Actionable checklist

• Compare your HR employee and contractor records against all major identity stores. Disable or investigate any accounts without a matching HR record.
• Document the identity lifecycle, including who approves provisioning, how changes are requested, and the maximum allowed time from termination to account disablement.
• Eliminate shared accounts wherever possible. Where technology constraints force shared use, implement strong compensating controls such as session recording and individual check out.
• Inventory all service and application accounts. Assign an accountable owner for each, define their purpose, and ensure they follow the same review schedule as user accounts.
• Centralize identity data into a directory or identity provider and integrate key applications to reduce local account silos.
• Define identity proofing requirements for employees, contractors, and external users based on risk and regulatory needs, then document how those requirements are met.
• Schedule regular reconciliations between HR systems, directories, and key applications to identify orphaned or mismatched accounts.

Key takeaways

• Identity management is the foundation of access control. If identities are inaccurate or weakly verified, authorization and auditing cannot be trusted.
• A clear, automated identity lifecycle linked to HR events greatly reduces orphaned accounts and privilege creep.
• Unique, individual accounts are essential for accountability; shared accounts should be eliminated or tightly controlled.
• Service accounts and other non human identities require the same rigor as user accounts.
• Periodic reconciliation across systems provides an important detective control to catch process failures.

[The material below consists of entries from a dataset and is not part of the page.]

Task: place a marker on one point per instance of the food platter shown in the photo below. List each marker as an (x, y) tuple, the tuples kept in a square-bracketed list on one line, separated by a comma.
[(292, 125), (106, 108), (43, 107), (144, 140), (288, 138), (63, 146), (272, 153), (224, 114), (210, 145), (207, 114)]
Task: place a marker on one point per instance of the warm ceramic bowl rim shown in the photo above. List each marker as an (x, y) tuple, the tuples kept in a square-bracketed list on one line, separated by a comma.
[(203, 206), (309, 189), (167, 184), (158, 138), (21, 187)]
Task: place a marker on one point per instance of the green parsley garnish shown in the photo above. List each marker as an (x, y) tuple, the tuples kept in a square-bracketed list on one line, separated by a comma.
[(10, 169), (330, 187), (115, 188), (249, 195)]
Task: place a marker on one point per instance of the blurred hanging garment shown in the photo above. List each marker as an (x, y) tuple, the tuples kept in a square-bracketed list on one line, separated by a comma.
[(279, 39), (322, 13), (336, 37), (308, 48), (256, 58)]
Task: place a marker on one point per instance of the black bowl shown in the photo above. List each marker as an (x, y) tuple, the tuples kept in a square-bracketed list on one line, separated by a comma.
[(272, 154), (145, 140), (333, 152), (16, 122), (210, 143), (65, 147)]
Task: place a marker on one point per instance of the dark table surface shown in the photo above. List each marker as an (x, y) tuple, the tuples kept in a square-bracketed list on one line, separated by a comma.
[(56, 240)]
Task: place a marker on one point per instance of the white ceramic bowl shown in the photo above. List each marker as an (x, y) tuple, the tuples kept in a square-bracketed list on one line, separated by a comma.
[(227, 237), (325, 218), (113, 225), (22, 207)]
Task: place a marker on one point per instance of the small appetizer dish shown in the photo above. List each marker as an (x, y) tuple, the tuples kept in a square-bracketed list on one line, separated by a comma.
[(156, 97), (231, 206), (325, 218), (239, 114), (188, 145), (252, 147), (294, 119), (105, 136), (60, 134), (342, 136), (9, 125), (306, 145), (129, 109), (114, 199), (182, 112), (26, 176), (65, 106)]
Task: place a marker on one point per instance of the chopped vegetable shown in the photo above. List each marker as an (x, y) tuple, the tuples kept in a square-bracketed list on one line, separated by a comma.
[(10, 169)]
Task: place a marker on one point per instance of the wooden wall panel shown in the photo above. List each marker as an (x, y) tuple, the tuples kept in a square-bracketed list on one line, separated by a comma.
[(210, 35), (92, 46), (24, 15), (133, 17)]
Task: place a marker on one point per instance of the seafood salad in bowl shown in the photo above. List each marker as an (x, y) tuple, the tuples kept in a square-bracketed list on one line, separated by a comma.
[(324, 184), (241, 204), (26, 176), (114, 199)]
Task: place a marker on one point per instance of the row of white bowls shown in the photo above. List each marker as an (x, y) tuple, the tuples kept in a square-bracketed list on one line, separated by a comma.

Optional exam style reflection question

Question: An internal audit finds that 15 percent of active accounts in the directory do not match any current employee or contractor record. What is the most likely root cause, and what should the security team prioritize first

Answer: The most likely root cause is a failed or weak de provisioning process that is not reliably triggered by HR termination events. The security team should first disable or review the orphaned accounts, then work with HR and IT to integrate identity management with HR systems so that terminations immediately disable accounts. They should also establish periodic reconciliations to detect future gaps.